Compositional Effects and the Small-Firm Divergence
The NBER paper reveals important heterogeneity beneath the headline numbers. Larger companies anticipate net AI-driven workforce reductions, while smaller firms (under 500 employees) expect modest hiring gains, particularly in technical roles. About half of the projected 502,000 job losses fall on white-collar workers, with the study identifying routine clerical and administrative functions as most vulnerable.
This compositional shift matters for policy. The displacement is not uniform across the economy but concentrated in specific roles within larger organizations. The paper develops an index ranking job functions most negatively affected by AI, finding that the reallocation of labor is occurring both within firms (from routine to technical roles) and across firms (from large to small).

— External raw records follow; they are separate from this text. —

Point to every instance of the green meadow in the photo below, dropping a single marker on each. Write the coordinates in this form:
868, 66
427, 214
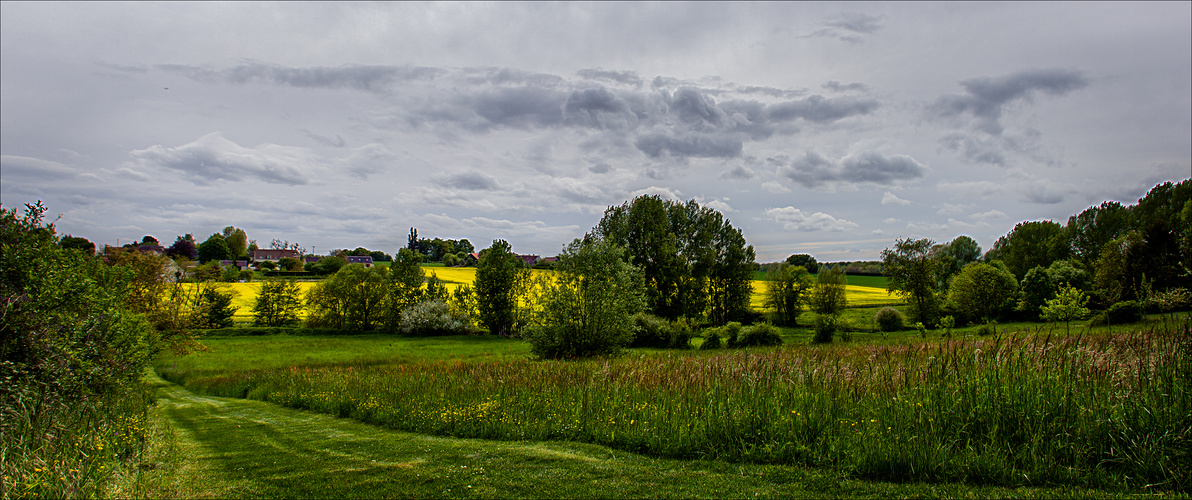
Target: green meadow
1099, 409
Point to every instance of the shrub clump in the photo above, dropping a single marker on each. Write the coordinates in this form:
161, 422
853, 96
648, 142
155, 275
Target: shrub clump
434, 318
1121, 313
888, 320
826, 325
650, 331
712, 341
758, 335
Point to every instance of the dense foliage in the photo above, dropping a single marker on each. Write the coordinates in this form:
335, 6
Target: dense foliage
695, 263
72, 353
589, 307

The small-firm hiring signal complicates the narrative. If smaller companies are adding technical roles to support AI adoption while larger firms shed clerical ones, the net employment effect is smaller than either side of the debate suggests. But the workers losing clerical jobs at large companies are not the same workers being hired for technical roles at small ones. The displacement may be a rounding error in aggregate statistics while remaining catastrophic for the individuals affected.
Regulatory and Governance Implications
The 9x gap between private expectations and public AI job cuts reporting has three policy-relevant dimensions.

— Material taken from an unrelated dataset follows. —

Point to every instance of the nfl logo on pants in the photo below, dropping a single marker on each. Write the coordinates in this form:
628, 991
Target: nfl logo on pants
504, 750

Securities disclosure. If 44% of CFOs plan AI-driven workforce reductions but fewer than 1% quantify AI’s earnings impact on calls, investors are operating with incomplete information. As the Harvard Law Forum noted, GAAP-triggered disclosure obligations and existing WARN requirements were designed for discrete, identifiable events, not for the gradual attrition and role elimination that characterizes AI displacement.
Labor market tracking. New York’s WARN Act experiment demonstrates that voluntary, self-reported disclosure produces zero signal. Additional bills in the New York legislature would require companies with 100+ employees to report displaced workers, unfilled roles previously held by humans, and hours changed due to AI. A separate proposal mandates 90-day written notice before AI-driven cuts, with $10,000 fines and five-year loss of state tax incentives for violations.
Board governance. The NACD framework recommends boards exercise AI adoption oversight “with the same level of scrutiny as financial risk.” Martin Lipton of Wachtell Lipton has urged boards to consider the effect of technology adoption on employees “as opposed to myopically seeking immediate expense-line efficiencies at any cost.” The current disconnect between CFO private expectations and board-level disclosure suggests this oversight is not happening at scale.
The Honest Assessment
The NBER data points to a labor market disruption that is real but moderate in the near term, structurally underreported, and driven as much by anticipatory corporate behavior as by actual technological capability. The 502,000 projected job losses represent 0.4% of total U.S. employment. Even if realized in full, this is not the “doomsday scenario” some tech executives have promoted.
But it is nine times what anyone was willing to say publicly. And the study’s co-author, Duke’s John Graham, was candid about the limits of short-term projection: “Who knows what’s going to happen in 2028?”
The uncomfortable truth is that we have a workforce measurement infrastructure designed for the 1970s being asked to track a 2026 phenomenon. Until disclosure requirements catch up to corporate intent, the gap between what executives plan and what they report will remain the defining failure of AI labor policy.